Ein Millionär feuerte in zwei Wochen 37 Kindermädchen, doch eine Hausangestellte tat das Unmögliche für seine sechs Töchter.

Fast drei Wochen lang war das Whitaker-Anwesen in den Hügeln oberhalb von San Diego stillschweigend auf eine schwarze Liste gesetzt. Inheimische Behörden sagten offiziell nicht, dass das Haus gefährlich sei, aber jede Frau, die es betrat, hat sich verändert. Einige weinten. Einige riefen. Eine schloss sich im Waschraum ein, bis die Security sie hinausführte. Die letzte Betreuerin rannte bei Tagesanbruch barfuß durch die Einfahrt, grüne Farbe tropfte aus ihrem Haar, schrie, dass die Kinder besessen seien und die Wände lauschten, wenn man schlief.

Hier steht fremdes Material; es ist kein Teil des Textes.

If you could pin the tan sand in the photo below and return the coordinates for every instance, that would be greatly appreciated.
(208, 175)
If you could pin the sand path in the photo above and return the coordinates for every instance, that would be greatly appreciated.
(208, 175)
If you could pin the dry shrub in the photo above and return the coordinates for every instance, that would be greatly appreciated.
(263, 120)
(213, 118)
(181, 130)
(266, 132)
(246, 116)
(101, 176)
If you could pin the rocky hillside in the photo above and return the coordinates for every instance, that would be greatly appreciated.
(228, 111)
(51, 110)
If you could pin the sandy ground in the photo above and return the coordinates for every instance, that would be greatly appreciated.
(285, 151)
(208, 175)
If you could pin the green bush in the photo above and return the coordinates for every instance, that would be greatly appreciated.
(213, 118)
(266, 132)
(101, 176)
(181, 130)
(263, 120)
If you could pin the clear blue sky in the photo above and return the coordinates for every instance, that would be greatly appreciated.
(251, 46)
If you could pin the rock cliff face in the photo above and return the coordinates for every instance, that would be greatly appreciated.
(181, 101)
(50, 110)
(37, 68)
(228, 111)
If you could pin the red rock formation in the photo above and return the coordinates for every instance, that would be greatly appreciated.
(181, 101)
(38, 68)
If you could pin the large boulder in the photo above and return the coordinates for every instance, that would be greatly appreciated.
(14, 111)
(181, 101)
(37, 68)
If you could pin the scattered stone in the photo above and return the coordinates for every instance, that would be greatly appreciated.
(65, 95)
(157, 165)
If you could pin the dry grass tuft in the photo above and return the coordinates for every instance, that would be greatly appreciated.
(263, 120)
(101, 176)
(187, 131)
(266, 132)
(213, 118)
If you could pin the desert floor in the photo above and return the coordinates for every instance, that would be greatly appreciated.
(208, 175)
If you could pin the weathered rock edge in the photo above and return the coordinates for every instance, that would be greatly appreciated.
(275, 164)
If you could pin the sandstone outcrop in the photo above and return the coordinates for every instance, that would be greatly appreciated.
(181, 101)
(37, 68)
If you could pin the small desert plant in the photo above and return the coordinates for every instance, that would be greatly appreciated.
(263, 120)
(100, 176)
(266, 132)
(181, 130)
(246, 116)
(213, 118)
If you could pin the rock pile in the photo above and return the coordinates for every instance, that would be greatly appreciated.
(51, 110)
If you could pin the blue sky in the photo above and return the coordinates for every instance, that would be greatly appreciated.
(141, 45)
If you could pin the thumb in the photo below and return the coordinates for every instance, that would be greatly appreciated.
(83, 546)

Von den Glastüren seines Homeoffice aus beobachtete Jonathan Whitaker, siebenunddreißig, wie sich das Tor hinter ihrem Taxi schloss. Er war der Gründer einer Cybersicherheitsfirma, die jetzt an der Börse gehandelt wurde, ein Mann, der wöchentlich von Wirtschaftsmagazinen interviewt wurde, doch all das spielte keine Rolle, als er sich wieder dem Haus zuwandte und oben das Geräusch von etwas Zerbrechendem hörte.

An der Wand hing ein Familienfoto, das vier Jahre zuvor aufgenommen wurde. Seine Frau Maribel, strahlend und lachend, kniete im Sand, während ihre sechs Töchter sich an ihr Kleid klammerten, sonnenverbrannt und glücklich. Jonathan berührte den Rahmen mit den Fingerspitzen.

"Ich enttäusche sie", sagte er leise in den leeren Raum.
Sein Telefon klingelte. Sein Betriebsleiter Steven Lowell sprach vorsichtig. "Sir, keine lizenzierte Nanny wird die Stelle annehmen. Die Rechtsabteilung hat mir geraten, nicht mehr anzurufen."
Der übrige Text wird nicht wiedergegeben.